Rossi, blinded with his tears, took a step into the loggia, and in a low voice, very soft and tremulous, as if trying not to startle her, he cried:

"Roma!"

She raised herself, turned, saw him, and rose to her feet. Without a word he opened his arms to her, and with a little frightened cry she fell into them and was folded to his breast.



IX

It was ten days later. Rossi had surrendered to Parliament, but Parliament had declined to order his arrest. Then he had called for the liberation of Roma, but Roma had neither been liberated nor removed. "It will not be necessary," was the report of the doctor at the Castle to the officers of the Prefetura. The great liberator and remover was on his way.

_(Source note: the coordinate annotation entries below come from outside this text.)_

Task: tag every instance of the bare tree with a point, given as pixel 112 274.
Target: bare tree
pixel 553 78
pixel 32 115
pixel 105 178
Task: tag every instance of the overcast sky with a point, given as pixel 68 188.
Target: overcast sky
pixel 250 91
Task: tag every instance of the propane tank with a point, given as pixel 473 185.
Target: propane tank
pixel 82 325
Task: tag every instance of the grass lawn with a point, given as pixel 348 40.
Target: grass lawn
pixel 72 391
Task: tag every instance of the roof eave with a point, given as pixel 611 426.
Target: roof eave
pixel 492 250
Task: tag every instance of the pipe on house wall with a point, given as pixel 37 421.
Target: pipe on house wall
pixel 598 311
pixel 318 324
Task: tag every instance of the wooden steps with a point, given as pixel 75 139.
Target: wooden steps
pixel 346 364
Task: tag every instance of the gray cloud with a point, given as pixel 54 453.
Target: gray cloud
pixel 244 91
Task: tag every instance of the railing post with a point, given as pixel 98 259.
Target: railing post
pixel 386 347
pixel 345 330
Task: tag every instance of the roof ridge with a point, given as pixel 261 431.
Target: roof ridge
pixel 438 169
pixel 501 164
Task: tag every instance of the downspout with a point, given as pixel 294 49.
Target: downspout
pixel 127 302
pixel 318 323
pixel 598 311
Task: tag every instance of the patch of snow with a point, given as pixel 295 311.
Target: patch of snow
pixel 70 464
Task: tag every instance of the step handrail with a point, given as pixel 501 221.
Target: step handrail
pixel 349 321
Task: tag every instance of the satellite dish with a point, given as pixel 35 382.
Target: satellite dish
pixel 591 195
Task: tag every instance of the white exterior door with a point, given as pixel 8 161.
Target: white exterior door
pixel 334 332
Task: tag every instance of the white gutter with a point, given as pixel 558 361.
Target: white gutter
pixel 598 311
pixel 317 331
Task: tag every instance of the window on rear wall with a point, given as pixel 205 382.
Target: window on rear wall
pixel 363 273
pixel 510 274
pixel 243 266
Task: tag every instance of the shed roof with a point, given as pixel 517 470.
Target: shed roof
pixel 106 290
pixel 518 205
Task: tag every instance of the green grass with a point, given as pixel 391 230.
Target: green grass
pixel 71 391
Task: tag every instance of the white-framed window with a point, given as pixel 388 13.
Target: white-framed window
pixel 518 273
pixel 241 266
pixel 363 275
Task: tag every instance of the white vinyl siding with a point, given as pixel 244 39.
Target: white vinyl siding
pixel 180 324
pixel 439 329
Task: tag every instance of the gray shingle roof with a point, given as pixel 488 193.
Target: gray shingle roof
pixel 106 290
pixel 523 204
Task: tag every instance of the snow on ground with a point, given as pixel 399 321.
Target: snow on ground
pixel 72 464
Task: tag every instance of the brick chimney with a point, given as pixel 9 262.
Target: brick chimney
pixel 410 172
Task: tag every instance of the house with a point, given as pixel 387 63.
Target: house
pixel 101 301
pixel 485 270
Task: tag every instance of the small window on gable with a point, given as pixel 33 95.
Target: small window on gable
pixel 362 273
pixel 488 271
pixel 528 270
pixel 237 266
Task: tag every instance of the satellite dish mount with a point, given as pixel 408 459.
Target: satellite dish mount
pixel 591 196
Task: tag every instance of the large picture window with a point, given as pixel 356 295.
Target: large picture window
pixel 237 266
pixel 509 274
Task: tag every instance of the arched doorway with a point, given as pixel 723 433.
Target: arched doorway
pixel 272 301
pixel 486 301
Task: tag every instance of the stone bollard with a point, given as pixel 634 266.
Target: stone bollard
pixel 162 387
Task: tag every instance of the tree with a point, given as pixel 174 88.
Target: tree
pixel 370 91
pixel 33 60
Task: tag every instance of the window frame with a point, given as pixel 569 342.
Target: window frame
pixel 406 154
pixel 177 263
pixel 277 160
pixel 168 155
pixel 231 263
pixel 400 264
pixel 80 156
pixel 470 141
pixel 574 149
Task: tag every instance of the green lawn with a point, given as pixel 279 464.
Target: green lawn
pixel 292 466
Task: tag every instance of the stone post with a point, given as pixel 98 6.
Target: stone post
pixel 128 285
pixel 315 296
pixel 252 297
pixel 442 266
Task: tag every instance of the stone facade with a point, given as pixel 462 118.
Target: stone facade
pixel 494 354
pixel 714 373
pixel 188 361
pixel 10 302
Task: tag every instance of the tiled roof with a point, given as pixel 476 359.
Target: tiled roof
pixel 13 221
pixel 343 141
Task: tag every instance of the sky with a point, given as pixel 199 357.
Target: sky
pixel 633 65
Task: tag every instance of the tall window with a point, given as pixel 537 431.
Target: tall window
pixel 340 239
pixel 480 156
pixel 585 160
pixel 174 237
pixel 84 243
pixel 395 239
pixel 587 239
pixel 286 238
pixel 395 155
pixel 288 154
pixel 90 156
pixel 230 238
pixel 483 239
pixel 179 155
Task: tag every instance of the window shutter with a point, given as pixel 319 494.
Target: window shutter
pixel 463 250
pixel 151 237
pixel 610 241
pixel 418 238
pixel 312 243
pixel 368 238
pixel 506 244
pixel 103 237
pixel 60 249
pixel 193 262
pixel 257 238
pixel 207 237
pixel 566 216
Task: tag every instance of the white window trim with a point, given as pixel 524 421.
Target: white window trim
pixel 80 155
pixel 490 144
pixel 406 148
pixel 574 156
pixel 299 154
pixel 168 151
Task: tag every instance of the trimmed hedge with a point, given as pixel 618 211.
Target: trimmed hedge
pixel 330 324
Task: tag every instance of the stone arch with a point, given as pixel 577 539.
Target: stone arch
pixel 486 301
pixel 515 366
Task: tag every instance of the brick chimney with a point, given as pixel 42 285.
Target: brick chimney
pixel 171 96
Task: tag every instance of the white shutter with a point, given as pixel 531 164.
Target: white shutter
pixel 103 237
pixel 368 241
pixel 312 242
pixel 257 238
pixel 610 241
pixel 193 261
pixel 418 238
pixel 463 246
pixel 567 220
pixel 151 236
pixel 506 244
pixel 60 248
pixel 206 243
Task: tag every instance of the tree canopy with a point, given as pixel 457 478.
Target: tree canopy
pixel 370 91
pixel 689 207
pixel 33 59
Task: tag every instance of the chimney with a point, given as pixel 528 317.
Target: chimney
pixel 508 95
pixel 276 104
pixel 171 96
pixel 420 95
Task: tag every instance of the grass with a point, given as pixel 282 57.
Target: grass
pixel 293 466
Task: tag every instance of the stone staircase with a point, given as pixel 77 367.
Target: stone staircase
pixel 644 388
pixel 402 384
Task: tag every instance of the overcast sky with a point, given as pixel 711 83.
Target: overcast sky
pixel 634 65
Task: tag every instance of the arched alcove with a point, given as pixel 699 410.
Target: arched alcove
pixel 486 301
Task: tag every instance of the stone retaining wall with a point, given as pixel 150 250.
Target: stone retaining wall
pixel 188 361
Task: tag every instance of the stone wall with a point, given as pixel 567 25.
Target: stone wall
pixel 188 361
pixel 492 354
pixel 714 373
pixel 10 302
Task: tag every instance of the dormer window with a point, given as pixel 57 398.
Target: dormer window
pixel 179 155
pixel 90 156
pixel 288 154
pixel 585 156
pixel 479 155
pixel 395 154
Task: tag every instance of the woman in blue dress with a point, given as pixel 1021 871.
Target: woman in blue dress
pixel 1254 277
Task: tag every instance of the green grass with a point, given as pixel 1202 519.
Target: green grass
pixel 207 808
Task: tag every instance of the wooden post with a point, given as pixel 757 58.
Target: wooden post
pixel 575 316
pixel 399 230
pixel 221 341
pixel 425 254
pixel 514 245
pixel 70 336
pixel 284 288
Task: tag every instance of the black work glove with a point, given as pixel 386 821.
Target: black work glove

At Rossi's request Dr. Fedi had been called in, and he had diagnosed the case exactly. Roma was suffering from an internal disease, which was probably hereditary, but certainly incurable. Strain and anxiety had developed it earlier in life than usual, but in any case it must have come.

At first Rossi rebelled with all his soul and strength. To go through this long and fierce fight with life, and to come out victorious, and then, when all seemed to promise peace and a kind of tempered happiness, to be met by Death—the unconquerable, the inevitable—it was terrible, it was awful!

He called in specialists; talked of a change of air; even brought himself, when he was far enough away from Roma, to the length of suggesting an operation. The doctors shook their heads. At last he bowed his own head. His bride-wife must leave him. He must live on without her.

Meantime Roma was cheerful, and at moments even gay. Her gaiety was heart-breaking. Blinding bouts of headache were her besetting trouble, but only by the moist red eyes did any one know anything about that. When people asked her how she felt, she told them whatever she thought they wished to hear. It brought a look of relief to their faces, and that made her very happy.

With Rossi, during these ten days, she had carried on the fiction that she was getting better. This was to break the news to him, and he on his part, to break the news to her, had pretended to believe the story. They made Elena help the little artifice, and even engaged the doctors in their mutual deception.

"And how is my darling to-day?"

"Splendid! There's really nothing to do with me. It's true I have suffered. That's why I look so pale. But I'm better now. Elena will tell you how well I slept last night. Didn't I sleep well, Elena? Elena.... Poor Elena is going a little deaf and doesn't always speak when she is spoken to. But I'm all right, David. In fact, I'll feel no pain at all before long, and then I shall be well."

"Yes, dear, you'll feel no pain at all before long, and then you'll be well."

It was pitiful. All their words seemed to be laden with double meanings. They could find none that were not.

But the time had come when Roma resolved she must speak plainly. Rossi had lifted her into the loggia. He did so every day, carrying her, not on his arm as a woman carries a child, but against his breast, as a man carries his wife when he loves her. She always put her arms around his neck, pretending it was necessary for her safety, and when he had laid her gently in the bed-chair she pulled down his head and kissed him. The two little journeys were the delight of the day to Roma, but to Rossi they were a deepening trouble.